In the Salon, Amy Alexander explains that this is typical Crouch.
Armed with an elephant’s memory and a passionate knowledge of and engagement with art (blues and jazz especially, though not exclusively) and history (American, though not exclusively), Crouch delights in slaying the dragons of convention — particularly those that guard the sometimes-insular world of black intellectuals.
But also argues that there is more to him than his contrariness:
Underneath the mask of Crouch the Grouch is a down-to-earth individual who would rather engage you in debate than cut you dead with pretensions of writerly superiority. He is one of the rare top-echelon literary figures who not only welcomes conversation with unknown young writers (he gives out his home office phone number and usually picks up when it rings), but is also wont to commandeer them for marathon swirls through his downtown universe of smoldering jazz clubs, big-portion restaurants and Runyonesque watering holes.

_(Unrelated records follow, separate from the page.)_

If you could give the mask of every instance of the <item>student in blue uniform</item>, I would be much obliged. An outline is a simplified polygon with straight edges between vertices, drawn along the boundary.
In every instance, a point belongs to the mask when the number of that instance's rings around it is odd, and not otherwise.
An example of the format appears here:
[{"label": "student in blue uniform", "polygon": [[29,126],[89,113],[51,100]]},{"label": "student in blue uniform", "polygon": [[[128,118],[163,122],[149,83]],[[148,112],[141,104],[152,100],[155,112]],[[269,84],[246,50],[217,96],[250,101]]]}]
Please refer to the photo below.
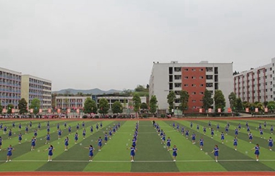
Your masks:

Although routinely and incorrectly described as a black conservative, Crouch calls himself a “radical pragmatist.” To the uninitiated, his philosophy might best be described as rigidly humanist. It centers on an unsentimental vision wherein we must fight the siren temptation to obsess about our (mostly superficial) differences, lest we miss the chance to embrace our (very real and very numerous) commonalities.
Of all the things that could be said of Crouch, one cannot deny that he is a very intelligent man and an excellent jazz critic. Why, then, would he claim that there was no black intellectual tradition? Why would a publisher, New York Reviews Books Classic, put him at the beginning of the reprint of Cruse, generally acknowledged as a major contribution to black intellectual history? What can we take seriously in Crouch’s critique and what can we dismiss as his famous “grouchiness?”
I think this might be more interesting as a discussion than simply me offering an opinion, though I will point out that Du Bois’ interpretation of the Reconstruction, published in the 1930s, is now the staple interpretation (minus some of Du Bois’ Marxism).